The machine is untrustworthy

NICo never relies on software running inside the host OS to make security or isolation decisions. The BlueField DPU is the enforcement boundary. It operates independently of the host and cannot be influenced or compromised by anything running above it. A host that has been tampered with cannot subvert the isolation NICo enforces.

Operating system requirements are not imposed on the machine

NICo does not require any agents, daemons, or specific configurations inside the host OS. Any operating system installable via iPXE is supported. OS management — patching, upgrades, configuration — is the operator’s responsibility. NICo hands off after boot and does not re-enter the host during tenant use.

After being racked, machines must become ready for use with no human intervention

Once racked, cabled, and powered on, NICo automates the full path from discovery to provisioning-ready — validation, firmware alignment, DPU provisioning, and attestation — without manual steps.

All monitoring of the machine must be done using out-of-band methods

NICo monitors hardware health, firmware state, and machine status exclusively via Redfish and the DPU agent — never via in-band paths that a compromised or unresponsive host OS could influence, block, or spoof. This ensures that monitoring remains reliable regardless of the state of the host.
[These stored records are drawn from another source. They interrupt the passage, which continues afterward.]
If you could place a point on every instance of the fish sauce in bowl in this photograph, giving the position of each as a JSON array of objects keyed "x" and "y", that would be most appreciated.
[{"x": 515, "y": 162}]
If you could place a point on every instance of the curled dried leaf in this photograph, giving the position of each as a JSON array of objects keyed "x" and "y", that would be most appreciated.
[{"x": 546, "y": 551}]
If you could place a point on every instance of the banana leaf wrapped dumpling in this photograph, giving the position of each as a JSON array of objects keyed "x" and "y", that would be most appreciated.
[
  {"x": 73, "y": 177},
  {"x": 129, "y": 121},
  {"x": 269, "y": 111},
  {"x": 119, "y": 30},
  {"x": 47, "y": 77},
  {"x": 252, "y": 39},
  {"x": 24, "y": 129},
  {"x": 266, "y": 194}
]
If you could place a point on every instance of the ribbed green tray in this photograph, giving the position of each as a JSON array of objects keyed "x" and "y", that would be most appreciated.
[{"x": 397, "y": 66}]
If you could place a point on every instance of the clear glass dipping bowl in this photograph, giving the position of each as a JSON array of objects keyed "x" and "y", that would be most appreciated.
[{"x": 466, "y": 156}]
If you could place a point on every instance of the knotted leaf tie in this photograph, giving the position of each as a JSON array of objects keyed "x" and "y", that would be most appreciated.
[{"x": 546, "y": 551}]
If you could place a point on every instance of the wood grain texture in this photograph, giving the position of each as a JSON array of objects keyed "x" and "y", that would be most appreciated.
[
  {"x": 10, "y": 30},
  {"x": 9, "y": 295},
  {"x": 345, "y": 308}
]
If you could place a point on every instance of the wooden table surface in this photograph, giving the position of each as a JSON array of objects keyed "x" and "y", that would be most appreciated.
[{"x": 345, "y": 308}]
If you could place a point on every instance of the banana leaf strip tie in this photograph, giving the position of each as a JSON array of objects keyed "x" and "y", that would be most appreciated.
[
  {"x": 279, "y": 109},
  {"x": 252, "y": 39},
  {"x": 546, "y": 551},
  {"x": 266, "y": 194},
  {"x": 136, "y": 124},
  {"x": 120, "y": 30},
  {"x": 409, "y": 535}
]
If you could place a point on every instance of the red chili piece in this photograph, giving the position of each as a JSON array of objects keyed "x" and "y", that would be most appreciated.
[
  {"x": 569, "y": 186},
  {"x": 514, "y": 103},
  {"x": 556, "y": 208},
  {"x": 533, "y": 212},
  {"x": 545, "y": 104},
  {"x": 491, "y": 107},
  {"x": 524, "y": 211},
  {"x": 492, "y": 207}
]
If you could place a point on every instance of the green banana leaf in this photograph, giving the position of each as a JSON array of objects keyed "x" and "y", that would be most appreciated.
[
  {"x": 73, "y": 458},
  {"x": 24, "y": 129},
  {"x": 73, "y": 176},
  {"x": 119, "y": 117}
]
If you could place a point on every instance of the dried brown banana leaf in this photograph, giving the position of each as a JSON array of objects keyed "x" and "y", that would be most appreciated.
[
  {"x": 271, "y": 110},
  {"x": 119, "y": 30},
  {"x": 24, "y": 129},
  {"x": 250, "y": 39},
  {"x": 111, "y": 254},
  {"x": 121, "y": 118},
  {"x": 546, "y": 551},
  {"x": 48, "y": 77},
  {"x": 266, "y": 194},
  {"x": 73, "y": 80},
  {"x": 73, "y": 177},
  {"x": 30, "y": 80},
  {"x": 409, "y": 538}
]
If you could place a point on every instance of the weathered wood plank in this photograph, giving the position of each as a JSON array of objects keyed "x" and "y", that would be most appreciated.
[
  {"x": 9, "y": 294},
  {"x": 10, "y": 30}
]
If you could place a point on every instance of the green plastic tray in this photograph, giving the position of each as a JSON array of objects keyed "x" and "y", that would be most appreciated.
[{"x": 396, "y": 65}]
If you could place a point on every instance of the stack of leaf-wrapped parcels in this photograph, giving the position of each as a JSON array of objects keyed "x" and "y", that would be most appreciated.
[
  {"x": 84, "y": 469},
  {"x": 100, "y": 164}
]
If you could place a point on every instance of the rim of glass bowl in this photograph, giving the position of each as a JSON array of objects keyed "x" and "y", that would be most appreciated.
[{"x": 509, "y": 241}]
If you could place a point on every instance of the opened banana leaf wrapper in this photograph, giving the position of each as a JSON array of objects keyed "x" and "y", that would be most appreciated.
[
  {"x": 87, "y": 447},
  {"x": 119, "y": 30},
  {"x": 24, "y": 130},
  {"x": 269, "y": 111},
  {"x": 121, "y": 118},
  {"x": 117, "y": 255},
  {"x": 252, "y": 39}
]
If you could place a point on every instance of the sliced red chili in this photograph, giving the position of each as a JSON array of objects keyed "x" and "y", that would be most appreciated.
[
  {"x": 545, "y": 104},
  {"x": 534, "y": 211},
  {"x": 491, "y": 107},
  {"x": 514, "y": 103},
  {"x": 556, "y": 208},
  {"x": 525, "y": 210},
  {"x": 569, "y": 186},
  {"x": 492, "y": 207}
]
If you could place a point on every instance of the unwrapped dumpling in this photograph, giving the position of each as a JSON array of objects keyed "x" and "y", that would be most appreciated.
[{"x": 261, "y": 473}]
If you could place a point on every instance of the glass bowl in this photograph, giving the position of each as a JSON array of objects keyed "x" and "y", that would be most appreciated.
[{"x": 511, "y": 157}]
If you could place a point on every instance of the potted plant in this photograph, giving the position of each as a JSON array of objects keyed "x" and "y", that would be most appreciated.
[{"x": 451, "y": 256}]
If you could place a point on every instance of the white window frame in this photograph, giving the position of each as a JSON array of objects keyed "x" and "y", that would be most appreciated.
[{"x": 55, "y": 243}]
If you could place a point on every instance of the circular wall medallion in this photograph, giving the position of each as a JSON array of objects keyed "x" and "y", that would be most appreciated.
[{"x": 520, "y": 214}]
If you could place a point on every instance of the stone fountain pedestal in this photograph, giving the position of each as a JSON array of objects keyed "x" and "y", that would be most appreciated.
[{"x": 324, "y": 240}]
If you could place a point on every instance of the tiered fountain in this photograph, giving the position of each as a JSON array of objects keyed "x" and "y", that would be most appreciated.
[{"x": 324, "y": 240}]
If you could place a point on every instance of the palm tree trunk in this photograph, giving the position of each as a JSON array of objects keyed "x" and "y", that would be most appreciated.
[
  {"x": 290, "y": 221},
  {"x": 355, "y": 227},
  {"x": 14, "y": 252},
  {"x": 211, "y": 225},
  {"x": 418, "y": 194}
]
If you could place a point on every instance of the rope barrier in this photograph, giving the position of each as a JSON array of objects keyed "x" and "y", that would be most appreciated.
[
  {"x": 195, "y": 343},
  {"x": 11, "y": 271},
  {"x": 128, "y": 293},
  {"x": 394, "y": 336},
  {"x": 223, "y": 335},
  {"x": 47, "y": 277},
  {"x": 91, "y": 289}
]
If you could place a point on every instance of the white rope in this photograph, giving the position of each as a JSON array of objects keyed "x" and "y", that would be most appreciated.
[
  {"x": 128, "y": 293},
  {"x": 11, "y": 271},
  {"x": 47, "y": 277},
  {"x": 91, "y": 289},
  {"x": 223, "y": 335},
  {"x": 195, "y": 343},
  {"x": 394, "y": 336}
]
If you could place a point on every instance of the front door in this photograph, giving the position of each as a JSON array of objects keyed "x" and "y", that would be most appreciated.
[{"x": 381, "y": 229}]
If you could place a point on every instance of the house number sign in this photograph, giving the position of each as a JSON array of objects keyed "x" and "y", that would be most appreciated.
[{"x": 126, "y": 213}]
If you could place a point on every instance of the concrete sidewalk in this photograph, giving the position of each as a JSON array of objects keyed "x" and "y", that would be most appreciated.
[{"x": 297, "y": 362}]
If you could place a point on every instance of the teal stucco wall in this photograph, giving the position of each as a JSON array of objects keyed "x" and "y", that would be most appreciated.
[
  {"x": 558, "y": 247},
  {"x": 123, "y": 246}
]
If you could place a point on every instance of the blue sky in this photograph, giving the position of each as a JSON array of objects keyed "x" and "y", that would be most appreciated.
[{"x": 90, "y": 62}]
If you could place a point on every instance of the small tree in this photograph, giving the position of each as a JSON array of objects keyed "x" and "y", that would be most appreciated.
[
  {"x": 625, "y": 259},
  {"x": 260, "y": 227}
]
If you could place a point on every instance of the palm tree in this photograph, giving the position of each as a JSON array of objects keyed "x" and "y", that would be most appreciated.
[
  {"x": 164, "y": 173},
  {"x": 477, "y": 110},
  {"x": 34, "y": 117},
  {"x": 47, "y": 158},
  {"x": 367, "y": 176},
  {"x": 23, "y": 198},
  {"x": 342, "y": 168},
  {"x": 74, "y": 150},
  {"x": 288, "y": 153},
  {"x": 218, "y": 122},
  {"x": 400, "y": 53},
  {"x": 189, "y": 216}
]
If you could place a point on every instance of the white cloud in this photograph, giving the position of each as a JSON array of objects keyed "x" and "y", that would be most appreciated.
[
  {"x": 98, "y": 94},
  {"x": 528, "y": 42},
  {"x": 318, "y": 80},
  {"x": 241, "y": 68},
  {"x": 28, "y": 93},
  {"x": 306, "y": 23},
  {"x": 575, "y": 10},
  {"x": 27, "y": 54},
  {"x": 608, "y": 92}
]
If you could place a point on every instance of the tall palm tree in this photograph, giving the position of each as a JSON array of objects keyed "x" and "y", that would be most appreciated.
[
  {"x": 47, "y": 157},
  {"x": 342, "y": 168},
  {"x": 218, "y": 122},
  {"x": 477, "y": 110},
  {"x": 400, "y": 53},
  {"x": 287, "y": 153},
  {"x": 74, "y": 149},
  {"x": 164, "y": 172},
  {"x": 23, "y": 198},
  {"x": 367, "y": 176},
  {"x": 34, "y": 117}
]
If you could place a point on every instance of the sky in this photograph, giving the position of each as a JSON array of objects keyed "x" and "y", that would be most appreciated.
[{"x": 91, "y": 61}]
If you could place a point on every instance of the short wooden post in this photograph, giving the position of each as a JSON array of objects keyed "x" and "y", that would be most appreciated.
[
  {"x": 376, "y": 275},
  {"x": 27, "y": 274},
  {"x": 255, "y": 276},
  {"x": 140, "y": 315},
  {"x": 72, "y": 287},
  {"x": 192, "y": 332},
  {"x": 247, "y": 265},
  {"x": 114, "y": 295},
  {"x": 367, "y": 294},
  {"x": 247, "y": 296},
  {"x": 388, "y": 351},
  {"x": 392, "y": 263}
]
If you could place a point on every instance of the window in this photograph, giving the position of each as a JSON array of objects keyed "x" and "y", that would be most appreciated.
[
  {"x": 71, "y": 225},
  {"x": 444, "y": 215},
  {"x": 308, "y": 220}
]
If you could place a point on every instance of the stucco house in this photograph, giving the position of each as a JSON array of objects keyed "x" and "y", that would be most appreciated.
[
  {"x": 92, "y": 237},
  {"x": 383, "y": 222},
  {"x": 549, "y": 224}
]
The network fabric stays static even during tenancy changes

Leaf switches and routers are not reconfigured when tenants change or when hosts are provisioned and released. Isolation is enforced entirely at the DPU layer (Ethernet via HBN) and via fabric management APIs (InfiniBand via UFM, NVLink via NMX-M). Keeping the physical underlay stable reduces operational risk and simplifies network operations at scale.